In 15-213 we were focused on making sure that all the threads were able to have equal access to the limited resources provided by the single core. However, when we talk about parallel programming we are talking about how to use multiple cores and maximize usage of all available resources to increase performance.

rootB

@bharadwaj, is hyper-threading (or simultaneous multi-threading) parallelism or concurrency? It utilizes one processor only, yet multiple threads can run simultaneously (doing at once). Also, instruction-level parallelism is also one kind of "parallelism". SIMD happens within a single core as well. These are the reasons I'm doubtful about the statement of "a parallel program runs on multiple processors".

bharadwaj

Good point. @paracon already stated what I wanted to say more eloquently.

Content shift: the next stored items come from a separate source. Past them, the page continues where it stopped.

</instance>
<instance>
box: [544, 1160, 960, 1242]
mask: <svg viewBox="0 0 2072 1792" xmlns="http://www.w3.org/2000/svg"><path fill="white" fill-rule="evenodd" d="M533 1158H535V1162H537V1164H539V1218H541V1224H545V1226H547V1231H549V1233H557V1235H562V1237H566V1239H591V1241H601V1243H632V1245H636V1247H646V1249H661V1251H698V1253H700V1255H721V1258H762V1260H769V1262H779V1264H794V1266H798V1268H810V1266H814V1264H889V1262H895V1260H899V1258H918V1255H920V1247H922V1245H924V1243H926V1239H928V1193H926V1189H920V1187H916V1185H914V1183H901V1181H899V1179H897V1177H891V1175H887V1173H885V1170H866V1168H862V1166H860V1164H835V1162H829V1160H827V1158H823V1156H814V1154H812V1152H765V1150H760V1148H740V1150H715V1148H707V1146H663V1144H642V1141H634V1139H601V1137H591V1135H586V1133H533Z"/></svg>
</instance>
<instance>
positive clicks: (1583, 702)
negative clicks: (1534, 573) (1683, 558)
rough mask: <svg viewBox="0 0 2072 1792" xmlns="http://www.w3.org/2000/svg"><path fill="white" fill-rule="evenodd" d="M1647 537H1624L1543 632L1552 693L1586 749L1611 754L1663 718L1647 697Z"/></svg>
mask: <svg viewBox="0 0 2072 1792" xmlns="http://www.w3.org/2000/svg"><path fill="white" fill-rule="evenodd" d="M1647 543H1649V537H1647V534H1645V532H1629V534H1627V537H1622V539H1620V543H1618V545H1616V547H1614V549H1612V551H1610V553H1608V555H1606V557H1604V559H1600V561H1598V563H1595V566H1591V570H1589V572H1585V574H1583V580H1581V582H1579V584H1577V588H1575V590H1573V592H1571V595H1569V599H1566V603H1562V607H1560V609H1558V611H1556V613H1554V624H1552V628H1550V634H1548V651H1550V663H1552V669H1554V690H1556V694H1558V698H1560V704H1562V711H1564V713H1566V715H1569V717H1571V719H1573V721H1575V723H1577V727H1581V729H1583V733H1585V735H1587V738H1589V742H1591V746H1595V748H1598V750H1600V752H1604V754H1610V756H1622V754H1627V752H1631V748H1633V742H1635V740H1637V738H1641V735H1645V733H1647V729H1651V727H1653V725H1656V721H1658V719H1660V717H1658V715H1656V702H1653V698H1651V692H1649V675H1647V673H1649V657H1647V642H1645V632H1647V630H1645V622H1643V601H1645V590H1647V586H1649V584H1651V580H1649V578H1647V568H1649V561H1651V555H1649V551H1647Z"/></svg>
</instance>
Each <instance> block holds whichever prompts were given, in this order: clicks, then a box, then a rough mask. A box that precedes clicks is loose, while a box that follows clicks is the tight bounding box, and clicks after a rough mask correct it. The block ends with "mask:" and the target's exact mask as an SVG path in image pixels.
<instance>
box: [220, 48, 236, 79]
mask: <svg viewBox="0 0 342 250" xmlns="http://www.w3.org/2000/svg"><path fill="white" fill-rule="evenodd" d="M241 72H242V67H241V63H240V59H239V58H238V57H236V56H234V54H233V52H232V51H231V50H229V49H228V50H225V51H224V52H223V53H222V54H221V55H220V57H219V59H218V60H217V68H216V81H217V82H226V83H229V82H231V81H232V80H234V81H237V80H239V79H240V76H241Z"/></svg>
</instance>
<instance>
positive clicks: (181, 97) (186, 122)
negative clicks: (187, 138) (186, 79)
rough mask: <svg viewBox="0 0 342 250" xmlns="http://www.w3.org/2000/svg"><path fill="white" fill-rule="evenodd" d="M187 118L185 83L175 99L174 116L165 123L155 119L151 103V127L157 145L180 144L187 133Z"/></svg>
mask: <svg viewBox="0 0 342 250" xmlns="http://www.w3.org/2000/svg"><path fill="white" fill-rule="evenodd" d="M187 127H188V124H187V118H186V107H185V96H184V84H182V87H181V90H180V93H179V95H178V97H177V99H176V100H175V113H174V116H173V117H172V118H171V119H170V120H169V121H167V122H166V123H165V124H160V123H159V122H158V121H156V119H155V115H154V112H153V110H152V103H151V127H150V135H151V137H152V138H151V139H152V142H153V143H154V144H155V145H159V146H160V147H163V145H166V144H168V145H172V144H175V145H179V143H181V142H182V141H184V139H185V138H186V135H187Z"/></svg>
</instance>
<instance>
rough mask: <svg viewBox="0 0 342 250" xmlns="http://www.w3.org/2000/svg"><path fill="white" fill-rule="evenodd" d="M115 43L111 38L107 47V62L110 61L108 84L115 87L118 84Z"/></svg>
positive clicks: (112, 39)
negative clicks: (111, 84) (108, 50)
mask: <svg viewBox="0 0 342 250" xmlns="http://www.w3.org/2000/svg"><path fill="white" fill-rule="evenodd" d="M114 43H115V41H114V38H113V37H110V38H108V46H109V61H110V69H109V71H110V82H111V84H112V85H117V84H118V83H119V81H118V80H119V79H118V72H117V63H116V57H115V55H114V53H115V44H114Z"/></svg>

Concurrency gives you tools to deal with parallelism. Parallelism is what we say when more than one instruction is executed at a time. Whether this happens on one processor or multiple processors doesn't actually matter.

jedi

Another important difference is that in proxylab, our goal was to minimise the latency for each task/web request (QoS was measured at a per-request basis).

Most of our work int this course (so far) has focused on reducing latency for a job comprising of a group of tasks. Improving the latency of individual task is less important than completing the entire job as quickly as possible.

Brandon

Concurrency is the ability to run task independently and interleave their execution where as parallel execution regards executing two or more instructions at the same time. Additionaly it has been interesting in this class to see the strong emphisis on perfomance just in terms of time for execution with no regard space efficiency - memory must be so cheap now days =)

jedi

That's true. I don't know how the course progresses, but so far all our working sets have fit comfortably within main memory, and the actual motivation for being space-efficient (so far, in this course) is to remain cache-resident.

With that in mind, we have considered space-efficiency in 2 cases, both with the primary goal of reducing latency: 1. In assignment 2, we tried hard to fit into shared memory to benefit from caching 2. This slide in Lecture 9 describes the superlinear speedup once our scaled out resources have a large enough cache for the entire working set.